A total of 15 studies focused on the performance of the CNN model for EGC detection. The pooled sensitivity was 0.89 (95%CI: 0.88–0.89), and the corresponding specificity was 0.89 (95%CI: 0.89–0.90) (Figure 3). The pooled SROC of the CNN model to detect EGC was 0.95 (Figure 4). Moreover, the pooled positive predictive value (PPV), negative predictive value (NPV), positive likelihood ratio (+LR), and negative likelihood ratio (−LR) were 0.86, 0.90, 8.44, and 0.13, respectively.

Figure 3.

Figure 3

Sensitivity and specificity of included studies for EGC detection.

Figure 4.

Figure 4

The AUROC curve for EGC detection.

3.4. Performance Evaluation in Different Image Modalities

Eight studies used ME-NBI images to develop a CNN model for predicting EGC (Table 3).
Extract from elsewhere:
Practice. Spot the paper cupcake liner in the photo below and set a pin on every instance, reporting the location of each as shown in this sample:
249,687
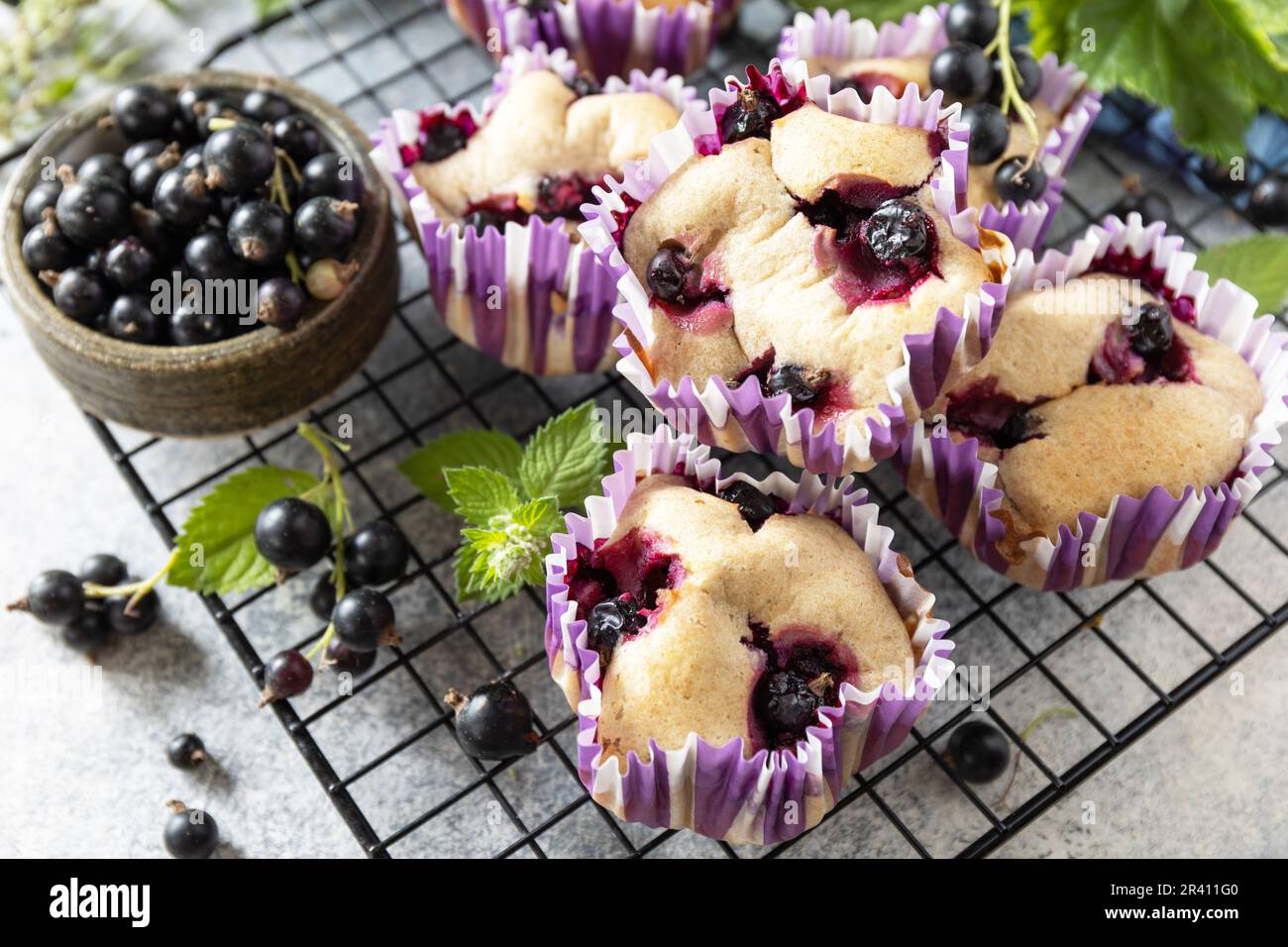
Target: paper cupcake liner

The pooled sensitivity and specificity of CNN model for the detection of EGC was 0.95 and 0.95, respectively. Additionally, the pooled sensitivity and specificity of WLI image application (4 studies) was 0.80 and 0.95, respectively. The performance was not up to the mark while applying mixed image for detecting EGC. The pooled sensitivity, specificity, PPV, and NPV was 0.85, 0.89, 0.63, and 0.96, respectively.

Table 3.

The performance of the CNN model for EGC detection in different image modalities.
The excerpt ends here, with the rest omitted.